I have both the 113 and a 6/0 and they do fine.


----------



## konz (Oct 1, 2007)

I have a 6/0 (thanks to 401Cay)and it works great. I haven't had any problems with it. I do sometimes find myself wishing I had a little more line capacity when fishing from the beach......but braid can take care of that.

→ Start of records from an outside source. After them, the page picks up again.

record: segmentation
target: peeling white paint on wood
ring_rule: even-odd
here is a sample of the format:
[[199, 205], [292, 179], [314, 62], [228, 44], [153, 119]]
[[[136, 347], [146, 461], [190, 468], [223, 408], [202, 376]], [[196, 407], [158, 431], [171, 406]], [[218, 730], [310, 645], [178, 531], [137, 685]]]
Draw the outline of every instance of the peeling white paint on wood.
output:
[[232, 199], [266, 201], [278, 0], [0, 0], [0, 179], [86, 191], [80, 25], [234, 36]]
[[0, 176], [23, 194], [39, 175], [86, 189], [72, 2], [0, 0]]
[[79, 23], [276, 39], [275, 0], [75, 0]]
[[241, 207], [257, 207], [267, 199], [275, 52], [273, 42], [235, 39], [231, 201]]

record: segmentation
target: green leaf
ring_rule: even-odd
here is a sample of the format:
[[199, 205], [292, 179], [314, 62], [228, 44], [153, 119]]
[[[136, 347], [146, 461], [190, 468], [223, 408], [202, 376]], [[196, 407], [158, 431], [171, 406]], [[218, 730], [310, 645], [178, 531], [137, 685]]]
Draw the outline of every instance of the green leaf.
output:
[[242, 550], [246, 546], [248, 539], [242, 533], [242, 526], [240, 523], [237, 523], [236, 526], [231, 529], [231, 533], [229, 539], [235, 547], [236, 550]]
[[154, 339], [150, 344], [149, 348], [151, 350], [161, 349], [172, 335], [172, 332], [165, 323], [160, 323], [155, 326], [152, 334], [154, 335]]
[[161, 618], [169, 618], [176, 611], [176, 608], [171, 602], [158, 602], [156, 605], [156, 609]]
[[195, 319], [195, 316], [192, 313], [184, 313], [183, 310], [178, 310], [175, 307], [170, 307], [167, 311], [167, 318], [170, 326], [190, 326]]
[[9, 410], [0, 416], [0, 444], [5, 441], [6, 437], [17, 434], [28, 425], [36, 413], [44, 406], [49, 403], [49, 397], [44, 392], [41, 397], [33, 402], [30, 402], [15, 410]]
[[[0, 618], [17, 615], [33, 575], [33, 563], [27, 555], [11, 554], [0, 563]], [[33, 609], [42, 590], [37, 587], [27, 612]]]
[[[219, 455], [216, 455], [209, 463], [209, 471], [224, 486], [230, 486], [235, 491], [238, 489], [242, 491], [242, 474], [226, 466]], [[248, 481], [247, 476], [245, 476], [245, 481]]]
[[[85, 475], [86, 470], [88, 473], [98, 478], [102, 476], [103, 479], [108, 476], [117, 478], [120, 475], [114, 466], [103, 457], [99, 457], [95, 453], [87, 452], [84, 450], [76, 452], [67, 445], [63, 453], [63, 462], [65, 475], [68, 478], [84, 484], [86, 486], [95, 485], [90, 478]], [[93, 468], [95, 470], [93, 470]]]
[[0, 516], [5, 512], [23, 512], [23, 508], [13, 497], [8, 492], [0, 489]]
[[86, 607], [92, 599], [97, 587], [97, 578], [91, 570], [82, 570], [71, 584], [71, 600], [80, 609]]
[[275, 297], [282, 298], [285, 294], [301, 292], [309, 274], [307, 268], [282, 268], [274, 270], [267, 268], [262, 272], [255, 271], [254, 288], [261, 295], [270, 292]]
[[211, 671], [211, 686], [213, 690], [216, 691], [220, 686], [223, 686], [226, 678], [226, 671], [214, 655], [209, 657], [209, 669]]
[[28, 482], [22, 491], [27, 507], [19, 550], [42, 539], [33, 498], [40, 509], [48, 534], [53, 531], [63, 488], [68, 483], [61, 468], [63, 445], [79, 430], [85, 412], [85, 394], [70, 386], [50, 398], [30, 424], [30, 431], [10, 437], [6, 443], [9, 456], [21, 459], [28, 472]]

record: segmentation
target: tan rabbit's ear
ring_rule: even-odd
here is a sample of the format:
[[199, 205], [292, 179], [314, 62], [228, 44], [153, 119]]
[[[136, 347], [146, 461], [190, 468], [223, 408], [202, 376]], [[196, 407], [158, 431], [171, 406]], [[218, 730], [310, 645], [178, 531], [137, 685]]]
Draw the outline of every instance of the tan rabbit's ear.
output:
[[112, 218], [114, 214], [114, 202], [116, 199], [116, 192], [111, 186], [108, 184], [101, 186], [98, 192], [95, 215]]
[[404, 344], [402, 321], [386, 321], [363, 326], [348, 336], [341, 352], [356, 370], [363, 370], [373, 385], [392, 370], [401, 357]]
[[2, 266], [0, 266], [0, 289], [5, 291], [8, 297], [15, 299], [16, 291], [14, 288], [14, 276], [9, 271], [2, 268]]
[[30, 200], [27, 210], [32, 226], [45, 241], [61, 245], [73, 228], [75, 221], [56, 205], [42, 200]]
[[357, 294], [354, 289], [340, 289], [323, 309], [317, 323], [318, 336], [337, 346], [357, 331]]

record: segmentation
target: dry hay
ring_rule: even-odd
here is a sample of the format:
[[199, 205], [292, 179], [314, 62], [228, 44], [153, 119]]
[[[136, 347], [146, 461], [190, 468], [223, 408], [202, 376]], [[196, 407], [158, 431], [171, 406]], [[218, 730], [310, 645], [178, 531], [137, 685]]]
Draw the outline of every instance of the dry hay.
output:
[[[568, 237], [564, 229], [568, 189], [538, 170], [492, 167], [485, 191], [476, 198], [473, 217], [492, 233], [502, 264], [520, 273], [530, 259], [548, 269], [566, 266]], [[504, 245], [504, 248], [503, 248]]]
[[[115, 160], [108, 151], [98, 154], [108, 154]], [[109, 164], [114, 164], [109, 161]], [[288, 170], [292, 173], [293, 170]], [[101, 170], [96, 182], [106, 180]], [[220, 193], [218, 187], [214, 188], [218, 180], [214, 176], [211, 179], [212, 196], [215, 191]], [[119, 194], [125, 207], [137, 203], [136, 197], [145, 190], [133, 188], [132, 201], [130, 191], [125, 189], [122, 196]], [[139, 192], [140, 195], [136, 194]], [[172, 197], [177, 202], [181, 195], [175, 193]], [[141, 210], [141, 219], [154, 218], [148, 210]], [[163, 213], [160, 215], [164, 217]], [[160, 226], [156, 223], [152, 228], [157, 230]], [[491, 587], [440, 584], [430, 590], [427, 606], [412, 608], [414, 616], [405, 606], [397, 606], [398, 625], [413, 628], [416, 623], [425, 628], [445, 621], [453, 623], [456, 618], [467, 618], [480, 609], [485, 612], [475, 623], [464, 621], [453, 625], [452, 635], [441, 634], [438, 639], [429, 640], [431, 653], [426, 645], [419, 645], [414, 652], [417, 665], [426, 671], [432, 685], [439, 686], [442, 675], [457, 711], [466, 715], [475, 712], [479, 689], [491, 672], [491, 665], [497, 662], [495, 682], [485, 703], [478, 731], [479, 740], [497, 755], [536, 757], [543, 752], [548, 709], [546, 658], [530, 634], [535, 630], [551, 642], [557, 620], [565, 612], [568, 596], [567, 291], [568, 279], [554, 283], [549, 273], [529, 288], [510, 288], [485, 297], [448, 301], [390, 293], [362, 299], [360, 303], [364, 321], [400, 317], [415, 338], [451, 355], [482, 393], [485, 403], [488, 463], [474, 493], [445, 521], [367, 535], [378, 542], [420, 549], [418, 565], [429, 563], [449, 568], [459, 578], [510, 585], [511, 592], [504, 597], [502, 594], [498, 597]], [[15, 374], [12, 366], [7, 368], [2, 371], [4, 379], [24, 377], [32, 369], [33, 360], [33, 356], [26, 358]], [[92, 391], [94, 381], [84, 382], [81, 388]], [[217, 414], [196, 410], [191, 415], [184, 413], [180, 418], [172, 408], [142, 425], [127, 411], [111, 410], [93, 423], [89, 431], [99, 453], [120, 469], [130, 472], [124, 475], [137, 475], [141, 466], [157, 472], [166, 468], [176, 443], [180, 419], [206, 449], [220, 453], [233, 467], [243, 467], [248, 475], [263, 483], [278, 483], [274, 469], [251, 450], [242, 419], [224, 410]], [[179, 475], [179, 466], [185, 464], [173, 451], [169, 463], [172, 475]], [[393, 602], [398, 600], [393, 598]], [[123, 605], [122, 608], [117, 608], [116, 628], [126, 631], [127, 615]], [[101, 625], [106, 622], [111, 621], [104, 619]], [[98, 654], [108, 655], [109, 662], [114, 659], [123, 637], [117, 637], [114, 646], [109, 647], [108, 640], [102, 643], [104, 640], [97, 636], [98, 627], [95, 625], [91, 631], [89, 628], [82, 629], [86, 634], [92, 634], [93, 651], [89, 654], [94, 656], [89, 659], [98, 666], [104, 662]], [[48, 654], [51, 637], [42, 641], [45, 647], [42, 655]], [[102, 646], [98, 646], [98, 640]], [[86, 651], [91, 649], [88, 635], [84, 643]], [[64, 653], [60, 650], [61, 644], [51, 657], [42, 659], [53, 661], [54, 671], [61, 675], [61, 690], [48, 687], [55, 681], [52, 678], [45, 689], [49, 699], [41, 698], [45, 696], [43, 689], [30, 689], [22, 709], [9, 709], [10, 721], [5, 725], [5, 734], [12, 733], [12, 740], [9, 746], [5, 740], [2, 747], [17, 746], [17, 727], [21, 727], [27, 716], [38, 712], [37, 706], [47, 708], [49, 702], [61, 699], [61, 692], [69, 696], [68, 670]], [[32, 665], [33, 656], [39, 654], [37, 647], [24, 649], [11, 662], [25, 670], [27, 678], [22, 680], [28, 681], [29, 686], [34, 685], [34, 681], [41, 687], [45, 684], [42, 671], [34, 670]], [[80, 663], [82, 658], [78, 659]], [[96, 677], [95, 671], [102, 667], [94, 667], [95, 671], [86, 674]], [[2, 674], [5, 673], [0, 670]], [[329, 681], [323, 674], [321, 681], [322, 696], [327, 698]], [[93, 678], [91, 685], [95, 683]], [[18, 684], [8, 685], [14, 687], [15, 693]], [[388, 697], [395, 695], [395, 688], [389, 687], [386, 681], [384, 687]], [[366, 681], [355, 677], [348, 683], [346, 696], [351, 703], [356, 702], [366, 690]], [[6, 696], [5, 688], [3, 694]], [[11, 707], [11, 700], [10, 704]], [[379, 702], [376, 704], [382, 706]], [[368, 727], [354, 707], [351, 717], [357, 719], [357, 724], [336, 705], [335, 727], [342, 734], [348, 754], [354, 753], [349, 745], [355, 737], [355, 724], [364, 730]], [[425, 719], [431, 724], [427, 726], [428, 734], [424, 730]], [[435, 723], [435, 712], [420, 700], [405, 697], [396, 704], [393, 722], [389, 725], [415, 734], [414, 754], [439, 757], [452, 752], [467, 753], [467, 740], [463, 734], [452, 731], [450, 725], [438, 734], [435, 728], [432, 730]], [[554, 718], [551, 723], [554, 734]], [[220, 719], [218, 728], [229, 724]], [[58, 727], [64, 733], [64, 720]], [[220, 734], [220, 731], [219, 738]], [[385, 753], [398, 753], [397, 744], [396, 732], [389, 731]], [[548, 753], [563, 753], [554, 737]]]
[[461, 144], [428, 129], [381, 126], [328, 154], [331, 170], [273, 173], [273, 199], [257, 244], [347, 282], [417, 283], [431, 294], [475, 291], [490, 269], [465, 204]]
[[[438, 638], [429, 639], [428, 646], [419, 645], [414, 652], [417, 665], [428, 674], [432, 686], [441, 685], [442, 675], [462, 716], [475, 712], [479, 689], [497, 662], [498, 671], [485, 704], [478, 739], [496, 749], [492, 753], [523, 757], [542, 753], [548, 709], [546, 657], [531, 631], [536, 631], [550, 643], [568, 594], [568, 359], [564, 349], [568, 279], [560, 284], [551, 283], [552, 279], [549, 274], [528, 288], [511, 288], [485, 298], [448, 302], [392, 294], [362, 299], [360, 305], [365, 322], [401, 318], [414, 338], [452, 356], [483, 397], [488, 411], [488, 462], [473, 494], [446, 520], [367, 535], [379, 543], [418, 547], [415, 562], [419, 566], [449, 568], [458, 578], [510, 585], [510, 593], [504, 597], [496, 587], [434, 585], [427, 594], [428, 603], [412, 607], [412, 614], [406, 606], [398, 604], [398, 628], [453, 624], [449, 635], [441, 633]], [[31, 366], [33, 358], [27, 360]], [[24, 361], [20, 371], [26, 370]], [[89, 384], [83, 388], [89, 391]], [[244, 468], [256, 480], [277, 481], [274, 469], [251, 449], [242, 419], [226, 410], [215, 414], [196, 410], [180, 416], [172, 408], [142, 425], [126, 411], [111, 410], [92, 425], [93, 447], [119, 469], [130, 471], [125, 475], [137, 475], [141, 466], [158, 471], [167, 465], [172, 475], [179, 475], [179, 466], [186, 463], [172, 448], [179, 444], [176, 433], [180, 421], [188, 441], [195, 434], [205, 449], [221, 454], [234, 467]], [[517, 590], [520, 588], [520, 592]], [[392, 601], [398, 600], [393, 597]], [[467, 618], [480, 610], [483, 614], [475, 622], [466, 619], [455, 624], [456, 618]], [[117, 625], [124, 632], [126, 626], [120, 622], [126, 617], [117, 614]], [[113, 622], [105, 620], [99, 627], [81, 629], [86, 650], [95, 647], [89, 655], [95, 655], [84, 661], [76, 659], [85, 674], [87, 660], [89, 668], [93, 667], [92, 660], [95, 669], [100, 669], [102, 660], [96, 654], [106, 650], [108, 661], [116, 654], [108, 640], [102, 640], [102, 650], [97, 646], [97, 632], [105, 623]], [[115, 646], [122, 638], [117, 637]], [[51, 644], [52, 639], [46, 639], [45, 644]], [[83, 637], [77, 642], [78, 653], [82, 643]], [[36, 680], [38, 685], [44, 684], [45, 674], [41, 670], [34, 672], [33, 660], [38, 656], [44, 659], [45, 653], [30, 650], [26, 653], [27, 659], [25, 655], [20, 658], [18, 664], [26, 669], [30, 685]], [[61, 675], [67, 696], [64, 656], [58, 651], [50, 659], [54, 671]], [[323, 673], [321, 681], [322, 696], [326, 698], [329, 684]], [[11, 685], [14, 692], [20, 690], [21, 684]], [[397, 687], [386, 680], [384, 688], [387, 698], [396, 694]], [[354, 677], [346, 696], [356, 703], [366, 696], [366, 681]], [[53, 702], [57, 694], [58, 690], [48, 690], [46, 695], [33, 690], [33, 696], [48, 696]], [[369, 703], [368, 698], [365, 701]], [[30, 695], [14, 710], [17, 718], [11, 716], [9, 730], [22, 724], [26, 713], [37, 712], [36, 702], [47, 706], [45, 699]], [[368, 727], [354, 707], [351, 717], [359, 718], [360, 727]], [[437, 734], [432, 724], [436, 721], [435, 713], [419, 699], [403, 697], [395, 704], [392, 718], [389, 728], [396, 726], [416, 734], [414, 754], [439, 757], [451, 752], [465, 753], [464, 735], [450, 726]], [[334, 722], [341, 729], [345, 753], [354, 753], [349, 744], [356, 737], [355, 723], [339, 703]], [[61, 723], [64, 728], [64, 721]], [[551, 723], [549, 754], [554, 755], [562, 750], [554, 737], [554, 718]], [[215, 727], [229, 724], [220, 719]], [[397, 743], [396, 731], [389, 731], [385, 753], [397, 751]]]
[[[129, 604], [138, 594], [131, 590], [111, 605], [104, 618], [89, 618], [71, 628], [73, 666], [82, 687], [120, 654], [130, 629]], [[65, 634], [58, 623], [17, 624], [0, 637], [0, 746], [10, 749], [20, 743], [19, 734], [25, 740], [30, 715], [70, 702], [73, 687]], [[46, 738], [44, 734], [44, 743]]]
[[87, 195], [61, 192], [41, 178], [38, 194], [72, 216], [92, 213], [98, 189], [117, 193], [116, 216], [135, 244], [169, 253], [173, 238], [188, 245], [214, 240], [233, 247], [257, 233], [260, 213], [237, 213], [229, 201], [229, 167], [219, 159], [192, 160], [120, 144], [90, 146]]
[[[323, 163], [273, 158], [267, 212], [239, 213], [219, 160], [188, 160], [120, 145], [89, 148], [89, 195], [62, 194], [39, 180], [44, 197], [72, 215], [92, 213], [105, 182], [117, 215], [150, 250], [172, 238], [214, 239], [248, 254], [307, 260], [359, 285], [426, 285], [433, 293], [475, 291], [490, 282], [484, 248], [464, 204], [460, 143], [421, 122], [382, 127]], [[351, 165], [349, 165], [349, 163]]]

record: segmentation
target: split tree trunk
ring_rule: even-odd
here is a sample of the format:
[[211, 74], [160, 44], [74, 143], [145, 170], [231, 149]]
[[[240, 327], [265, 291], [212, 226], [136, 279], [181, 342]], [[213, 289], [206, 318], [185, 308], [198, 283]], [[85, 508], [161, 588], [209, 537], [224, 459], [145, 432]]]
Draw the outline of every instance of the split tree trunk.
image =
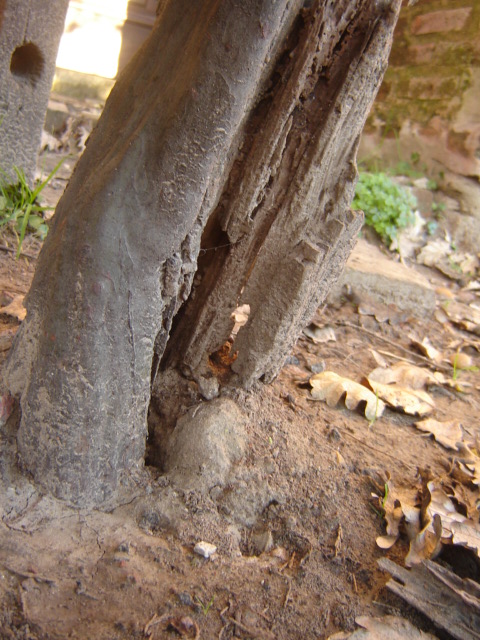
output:
[[400, 0], [302, 5], [161, 4], [57, 207], [6, 379], [23, 465], [73, 504], [142, 466], [152, 372], [200, 380], [245, 302], [230, 384], [271, 380], [343, 268]]

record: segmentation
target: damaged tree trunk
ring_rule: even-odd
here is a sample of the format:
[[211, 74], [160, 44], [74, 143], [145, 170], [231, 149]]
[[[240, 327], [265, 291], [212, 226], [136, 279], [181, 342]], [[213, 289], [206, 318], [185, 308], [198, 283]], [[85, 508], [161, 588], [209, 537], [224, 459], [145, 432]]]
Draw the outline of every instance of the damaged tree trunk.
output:
[[160, 4], [57, 207], [5, 372], [44, 489], [114, 499], [143, 465], [155, 374], [210, 375], [239, 304], [228, 384], [278, 373], [361, 225], [355, 154], [399, 5]]

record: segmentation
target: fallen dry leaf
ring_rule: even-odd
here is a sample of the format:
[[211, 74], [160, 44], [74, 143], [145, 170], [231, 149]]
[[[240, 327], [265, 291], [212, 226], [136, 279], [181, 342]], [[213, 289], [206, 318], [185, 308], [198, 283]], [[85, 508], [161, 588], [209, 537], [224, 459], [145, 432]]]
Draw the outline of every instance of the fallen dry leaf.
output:
[[420, 353], [426, 356], [429, 360], [434, 362], [435, 364], [440, 364], [443, 360], [443, 353], [436, 349], [433, 344], [430, 342], [430, 339], [425, 337], [423, 340], [418, 340], [415, 337], [410, 338], [412, 341], [412, 345], [416, 347]]
[[303, 333], [315, 344], [321, 344], [323, 342], [336, 342], [337, 340], [335, 331], [330, 325], [320, 327], [318, 324], [315, 324], [315, 322], [312, 322], [308, 325], [308, 327], [305, 327]]
[[326, 402], [329, 407], [335, 407], [343, 396], [345, 396], [345, 406], [350, 410], [356, 409], [360, 403], [365, 402], [367, 420], [376, 420], [385, 409], [384, 403], [369, 389], [333, 371], [317, 373], [310, 378], [310, 384], [313, 387], [310, 392], [312, 398]]
[[410, 541], [410, 549], [405, 558], [406, 567], [413, 567], [414, 564], [433, 559], [440, 553], [442, 548], [442, 519], [438, 514], [433, 517], [432, 527], [433, 531], [429, 523]]
[[475, 520], [452, 522], [452, 542], [472, 549], [480, 556], [480, 526]]
[[[378, 487], [378, 491], [381, 487]], [[379, 491], [381, 493], [381, 491]], [[409, 539], [420, 530], [420, 508], [412, 500], [410, 488], [395, 487], [391, 479], [385, 482], [383, 495], [375, 495], [378, 506], [384, 513], [387, 533], [378, 536], [377, 545], [381, 549], [390, 549], [400, 536], [400, 529], [405, 527]]]
[[424, 389], [428, 385], [438, 384], [435, 375], [428, 369], [406, 362], [397, 362], [388, 369], [377, 367], [368, 375], [368, 381], [382, 384], [398, 384], [410, 389]]
[[435, 440], [447, 449], [457, 449], [457, 443], [463, 439], [463, 431], [459, 420], [440, 422], [433, 418], [427, 418], [415, 422], [417, 429], [431, 433]]
[[397, 384], [382, 384], [368, 377], [368, 383], [379, 398], [394, 409], [410, 416], [423, 416], [435, 408], [433, 398], [422, 389], [408, 389]]
[[359, 616], [355, 622], [363, 628], [353, 632], [340, 631], [329, 636], [328, 640], [435, 640], [435, 636], [420, 631], [399, 616]]
[[480, 333], [480, 309], [477, 307], [447, 300], [443, 303], [442, 309], [448, 319], [461, 329], [477, 335]]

I have a few friends who are fond of the Daiwa Sealine fishing reels but I'm not sure of the cost


----------



## User6882 (Feb 4, 2009)

i mainly use my 6/0s shark fishing or if we got big things in mind we use 9/0s


----------



## northpaw (Aug 6, 2008)

Both reels sre tried and true. If you plan on casting your baits, unless you have vice like huge hands, you'll find it much easier with the 4/0. The 6/0 can be castable but is much better suited to kayaking out baits.


----------



## King Mike (Apr 15, 2008)

I just recently upgraded to all 9/0's the 6/0's dont have enough line capicity in my openion. ( i use really big baits and take atleast one of them pretty far out) we do pretty goood. Yet to be skunked.


----------



## -=Desperado=- (Jun 19, 2009)

anything but a PENN.

get a Diawa 900H and spool it up with 150 lb braid.you will be more than satisfied and have more than enough line capacity.have landed several BIG fish on the diawas and have LOST several BIG fish on the PENN


----------



## [email protected] (Mar 20, 2008)

More big fish have been caught on a penn 6/0 than any other reel in history.


----------



## Hopin4aboat (Jul 5, 2009)

I have a 113 4/0 that was my great grandfathers that I fished with when I was about 5 years I'm now 24 and still fish with it on a regular basis. I've never had to do anything to it but a little oil and grease.


----------



## King Mike (Apr 15, 2008)

well i thought the 9/0 was big enough but i got spooled last night FAST it heated up the reel to where you couldnt touch it. I guess im going to have to upgrade my line to power pro. My 9/0 was fool of 60 pound (Brand new) line. Anyway my point for the post is if you are going after big sharks be prepared (i thought i was) get you some good strong line and make sure you have a lot of it. Im going to try power pro and see what happends.


----------



## dwmeyer98 (May 16, 2009)

Get a Penn. They have been building conventional reels for about 80 years now.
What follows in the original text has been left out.